Even with remote’s convenience, In-person office visits are either necessary or preferred in some cases. Though when virtual is a viable option, the benefits include:
- Limited physical contact, reducing exposure to COVID-19 and other infectious illnesses.
- Health care provision wherever practitioners and patients are located.
- Greater access to specialists located in multiple geographic locations.
- Reduced travel, and time off from work, and accommodated childcare needs.
- Less wait time prior to an encounter.
Electronic Health Record (EHR) software automates the management of remote patient information charting, treatment, medication, and reimbursement billing. Built for both remote and in-person behavioral health encounters, EHR systems have integrated telemedicine capabilities. This functionality makes it easier to manage practice operations for both providers and support staff.
See InSync Healthcare Solution’s EHR-integrated behavioral telehealth system here.
Telemedicine’s Approach to Psychological Therapy Access
Additional telemedicine capabilities are expanding offsite access to patients and their mental and physical health information in real-time, including:
- Live (synchronous) videoconferencing: a two-way audiovisual link between a patient and a care provider; a telehealth visit.

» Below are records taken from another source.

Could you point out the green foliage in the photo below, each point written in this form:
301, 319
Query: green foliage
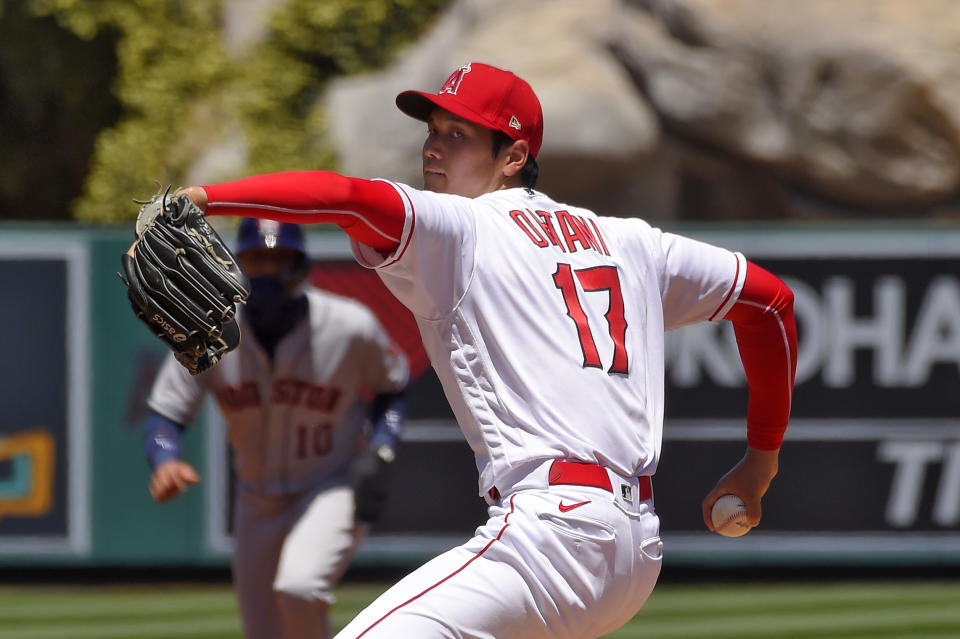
183, 93
54, 100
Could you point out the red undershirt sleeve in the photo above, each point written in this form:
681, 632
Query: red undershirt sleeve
766, 333
369, 211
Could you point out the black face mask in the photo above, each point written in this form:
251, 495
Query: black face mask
271, 312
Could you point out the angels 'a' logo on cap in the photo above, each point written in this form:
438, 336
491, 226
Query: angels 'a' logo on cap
269, 231
452, 85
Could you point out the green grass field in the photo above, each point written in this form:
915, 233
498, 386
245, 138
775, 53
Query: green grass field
744, 611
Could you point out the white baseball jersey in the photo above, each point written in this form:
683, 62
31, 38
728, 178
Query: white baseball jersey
545, 322
296, 421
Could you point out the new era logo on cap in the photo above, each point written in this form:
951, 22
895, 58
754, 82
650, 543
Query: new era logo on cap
487, 96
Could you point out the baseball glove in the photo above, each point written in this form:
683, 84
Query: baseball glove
183, 282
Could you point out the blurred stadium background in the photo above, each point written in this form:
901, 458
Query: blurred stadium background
822, 139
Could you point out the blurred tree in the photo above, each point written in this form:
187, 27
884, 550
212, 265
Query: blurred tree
184, 95
54, 100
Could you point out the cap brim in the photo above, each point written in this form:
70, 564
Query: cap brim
416, 104
420, 105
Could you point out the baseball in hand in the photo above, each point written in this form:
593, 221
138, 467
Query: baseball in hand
729, 516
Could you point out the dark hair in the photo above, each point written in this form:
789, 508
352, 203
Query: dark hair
530, 171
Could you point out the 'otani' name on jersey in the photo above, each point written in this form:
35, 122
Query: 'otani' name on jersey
541, 227
284, 391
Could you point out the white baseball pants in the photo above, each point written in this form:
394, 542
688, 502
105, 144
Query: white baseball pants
535, 570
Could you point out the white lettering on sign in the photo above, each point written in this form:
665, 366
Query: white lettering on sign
911, 460
832, 333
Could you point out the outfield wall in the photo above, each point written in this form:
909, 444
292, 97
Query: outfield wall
870, 472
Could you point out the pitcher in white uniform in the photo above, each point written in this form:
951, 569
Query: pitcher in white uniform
311, 457
545, 324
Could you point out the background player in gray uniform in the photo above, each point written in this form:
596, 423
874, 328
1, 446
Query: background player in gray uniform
545, 324
310, 474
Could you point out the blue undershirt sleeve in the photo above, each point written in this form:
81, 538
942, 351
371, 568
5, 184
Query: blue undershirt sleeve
161, 439
388, 413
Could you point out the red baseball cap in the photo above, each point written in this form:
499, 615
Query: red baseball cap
487, 96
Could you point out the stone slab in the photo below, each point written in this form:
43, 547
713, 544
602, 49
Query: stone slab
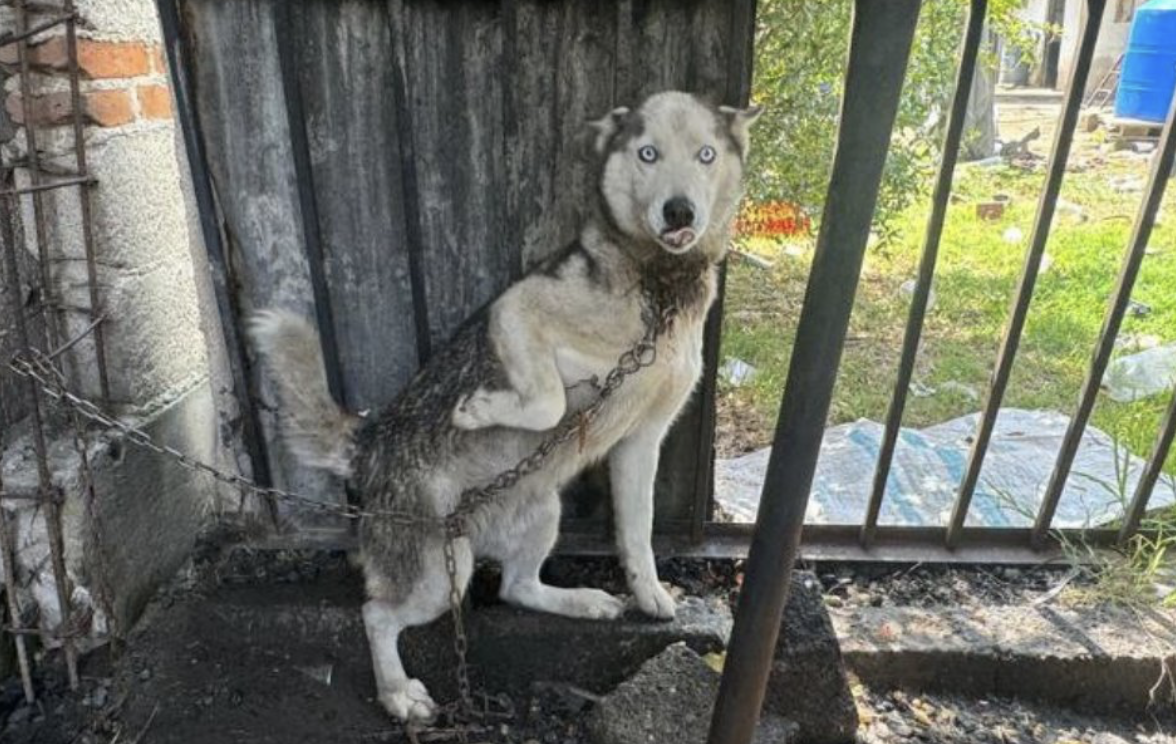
669, 701
509, 649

- Store-and-forward (asynchronous) videoconferencing: transmission of recorded health history to a health practitioner—typically a specialist.

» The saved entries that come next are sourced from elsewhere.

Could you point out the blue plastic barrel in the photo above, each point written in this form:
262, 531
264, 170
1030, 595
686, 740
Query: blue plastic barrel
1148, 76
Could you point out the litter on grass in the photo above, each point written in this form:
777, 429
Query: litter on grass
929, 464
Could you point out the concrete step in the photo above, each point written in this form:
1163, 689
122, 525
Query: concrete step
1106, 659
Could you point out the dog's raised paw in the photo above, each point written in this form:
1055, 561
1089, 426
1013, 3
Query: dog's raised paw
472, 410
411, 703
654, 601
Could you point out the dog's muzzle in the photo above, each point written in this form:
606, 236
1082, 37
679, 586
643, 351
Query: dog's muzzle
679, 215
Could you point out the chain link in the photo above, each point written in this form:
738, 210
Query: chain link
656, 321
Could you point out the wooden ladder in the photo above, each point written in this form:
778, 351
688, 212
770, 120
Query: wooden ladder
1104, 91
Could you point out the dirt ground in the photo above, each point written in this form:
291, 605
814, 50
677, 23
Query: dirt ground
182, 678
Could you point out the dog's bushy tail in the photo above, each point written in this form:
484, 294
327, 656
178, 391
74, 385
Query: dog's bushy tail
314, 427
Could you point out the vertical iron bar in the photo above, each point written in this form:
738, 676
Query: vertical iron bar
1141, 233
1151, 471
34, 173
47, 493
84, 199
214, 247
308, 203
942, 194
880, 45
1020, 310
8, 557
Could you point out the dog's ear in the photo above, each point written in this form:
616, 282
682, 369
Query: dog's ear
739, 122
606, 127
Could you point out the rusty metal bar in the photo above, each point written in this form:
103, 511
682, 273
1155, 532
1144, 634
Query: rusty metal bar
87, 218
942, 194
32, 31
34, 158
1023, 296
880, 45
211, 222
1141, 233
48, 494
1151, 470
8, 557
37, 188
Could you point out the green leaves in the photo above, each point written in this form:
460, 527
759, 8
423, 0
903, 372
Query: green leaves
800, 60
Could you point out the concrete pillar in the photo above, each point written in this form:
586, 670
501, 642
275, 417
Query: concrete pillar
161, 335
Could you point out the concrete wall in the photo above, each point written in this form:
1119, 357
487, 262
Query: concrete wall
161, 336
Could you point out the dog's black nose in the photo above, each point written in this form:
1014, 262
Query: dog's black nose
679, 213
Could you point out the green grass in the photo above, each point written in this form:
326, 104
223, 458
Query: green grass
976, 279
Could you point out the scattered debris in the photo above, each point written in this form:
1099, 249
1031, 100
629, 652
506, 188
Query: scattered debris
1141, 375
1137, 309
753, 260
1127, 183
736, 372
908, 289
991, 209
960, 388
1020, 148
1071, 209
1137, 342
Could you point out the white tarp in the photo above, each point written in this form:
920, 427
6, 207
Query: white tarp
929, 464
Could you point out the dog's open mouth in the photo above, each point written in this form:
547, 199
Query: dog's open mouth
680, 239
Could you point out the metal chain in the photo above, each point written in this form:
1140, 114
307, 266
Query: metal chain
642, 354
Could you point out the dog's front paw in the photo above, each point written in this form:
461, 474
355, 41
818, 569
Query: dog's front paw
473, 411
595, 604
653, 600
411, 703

- Remote patient monitoring (RPM): the use of connected electronic tools to record personal health and medical data in one location for review by a provider in another location, usually at a different time.
- Mobile health (mHealth): healthcare and public health information provided through mobile devices. The information may include general educational information, targeted texts, and notifications about disease outbreaks.
- Chronic care management interventions: Provides patients with integrated care during their primary care visits. The TeleTEAM Care for Diabetes Program, for instance, offers the services of behavioral therapists, clinical pharmacists, and medical diabetologists.
- Emergency care: Patients have access to specialists in real-time, where they can supply evaluations to local providers for emergency care.
- Home monitoring: These services allow patients to remain in their homes while managing their treatments—at least between medical visits.
- Intensive care units (ICU): For critically ill patients, ICUs powered by telemedicine provide round-the-clock monitoring by specialists and critical care nurses, while the patient can remain in the comfort of their own home.
- Long-term care: These services bring specialized healthcare to elderly populations who live in long-term care facilities that are inaccessible due to their rural location.
All these services provide access and higher levels of care to patients who may not have been able to receive treatment without the advancement of telemedicine. This access is an aspect providers should consider adding to their practice’s services portfolio. Over 74 percent of patients say that they prefer telehealth services over in-person interactions when available.